His voice was cautious. Everything about him was, a hesitant, “Evander,” that made him seem quite small quite suddenly. “You shouldn’t feel pressured.”
“You take care of me,” he interrupted. “You always care and always make me safe. I want to do that too.”
Sly little thing.
Is this what you need, alpha?
No one had ever looked at him like that: like he was a true vision. Like he was something delightful and special.
“Wolf,” he breathed out, so faint. “Wolf, is this even a question? Do you think—could I ever even say no?”
Evander’s heart did something silly and dumb.
“I will not be as good at it,” he warned him.

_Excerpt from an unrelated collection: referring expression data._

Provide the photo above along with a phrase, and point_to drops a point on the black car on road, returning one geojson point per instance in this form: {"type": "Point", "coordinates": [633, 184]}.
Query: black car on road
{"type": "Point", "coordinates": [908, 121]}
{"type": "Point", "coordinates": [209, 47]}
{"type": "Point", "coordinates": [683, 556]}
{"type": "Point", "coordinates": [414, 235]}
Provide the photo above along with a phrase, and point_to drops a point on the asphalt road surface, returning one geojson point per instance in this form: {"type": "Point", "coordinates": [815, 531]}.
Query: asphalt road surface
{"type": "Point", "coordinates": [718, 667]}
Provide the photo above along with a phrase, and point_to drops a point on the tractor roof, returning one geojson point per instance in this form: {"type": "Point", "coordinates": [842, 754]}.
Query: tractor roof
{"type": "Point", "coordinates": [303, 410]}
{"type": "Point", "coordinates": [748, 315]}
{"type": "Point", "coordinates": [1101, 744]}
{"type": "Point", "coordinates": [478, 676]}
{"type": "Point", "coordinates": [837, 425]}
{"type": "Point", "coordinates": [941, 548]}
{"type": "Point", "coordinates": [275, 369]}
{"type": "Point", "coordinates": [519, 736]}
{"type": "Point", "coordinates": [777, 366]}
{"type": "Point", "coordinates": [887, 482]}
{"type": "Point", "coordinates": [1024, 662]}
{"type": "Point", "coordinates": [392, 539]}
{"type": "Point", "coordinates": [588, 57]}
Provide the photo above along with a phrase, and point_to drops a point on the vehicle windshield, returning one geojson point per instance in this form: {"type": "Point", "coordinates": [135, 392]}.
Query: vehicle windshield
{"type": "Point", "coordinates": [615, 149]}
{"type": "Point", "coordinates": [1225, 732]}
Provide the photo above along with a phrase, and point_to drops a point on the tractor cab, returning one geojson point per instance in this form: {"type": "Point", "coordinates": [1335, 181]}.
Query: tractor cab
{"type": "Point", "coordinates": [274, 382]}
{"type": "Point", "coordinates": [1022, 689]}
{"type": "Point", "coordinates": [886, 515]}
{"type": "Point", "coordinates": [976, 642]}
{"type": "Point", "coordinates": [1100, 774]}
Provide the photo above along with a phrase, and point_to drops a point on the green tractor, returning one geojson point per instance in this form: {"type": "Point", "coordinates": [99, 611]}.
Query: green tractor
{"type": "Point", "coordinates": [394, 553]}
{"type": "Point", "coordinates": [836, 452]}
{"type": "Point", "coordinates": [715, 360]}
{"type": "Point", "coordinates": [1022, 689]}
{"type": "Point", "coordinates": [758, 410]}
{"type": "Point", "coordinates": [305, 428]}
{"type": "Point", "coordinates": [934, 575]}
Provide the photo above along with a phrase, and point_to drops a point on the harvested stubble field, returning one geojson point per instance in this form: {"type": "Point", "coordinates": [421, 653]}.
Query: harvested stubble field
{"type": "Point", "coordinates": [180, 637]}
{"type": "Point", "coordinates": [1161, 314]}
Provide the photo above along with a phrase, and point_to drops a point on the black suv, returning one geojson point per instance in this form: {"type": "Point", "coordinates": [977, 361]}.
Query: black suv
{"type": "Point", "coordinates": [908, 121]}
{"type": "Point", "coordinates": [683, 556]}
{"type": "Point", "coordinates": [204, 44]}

Wasim sent him a incredulous look. “You are all the brains in this marriage.” Evander frowned. “Every day I wake up a little more sure of my son’s safety, and it’s all because of you. Your brilliant little mind and your sly fucking schemes.” And he said it with such affection, Evander had to question how sane he truly was. “My cunning snake.”
“Wasim! I am no such thing!”
“They thought they taught you your place, but all they showed you was exactly how to play them. I think you would be unstoppable if you only admitted that to yourself.”
He overestimated him, truly. If Evander helped in any way, it was because he gave him the power. He would have no means to “play” anyone, if he was filling the place he knew was his to bear: pretty tits and a slick hole waiting on his husband’s bed, to give him pleasure and babies.
Wasim never would have made him be just that, though. He wouldn’t even have let him be. Evander was so sure of it now.
“If we did this.” He breathed in. "I would ask you not to have a lover. If you would give me the right to ask.”
“The right’s already yours,” said Wasim. “Don’t need to give it to you. And I agree. If you bit me, I wouldn’t want any lover, and I wouldn’t want you to take any either.”
Evander smiled, small. It felt like the first time ever. “That is a good understanding.”
There was a proper patuut way of doing it—to that, Evander was the improper foreign, unsure as Wasim guided him through it. Words to say, clumsy on his lips. Promises softly said, and his fingers tracing Wasim’s forehead, and his mouth finding his neck as Wasim’s hand found his own.
Like taking a daring step towards a life that was never supposed to be his, Evander bit his alpha.
Notes:
Something about someone who was denied kindness and respect all his life being shown it for the first time until, because of that, he is able to look at the person in front of him and for the first time recognize their own hurt and humanity, and that they too deserve to have some weight taken out of their shoulders.
There is another version of their story somewhere in my head where Evander does, in fact, marry a “proper” alpha his parent’s picked and still ends up finding his way to a Wasim that never even met the prince, but that’s for another time. I’m quite happy I managed to finish this. English isn’t my first language and I already write very slowly in my native langague.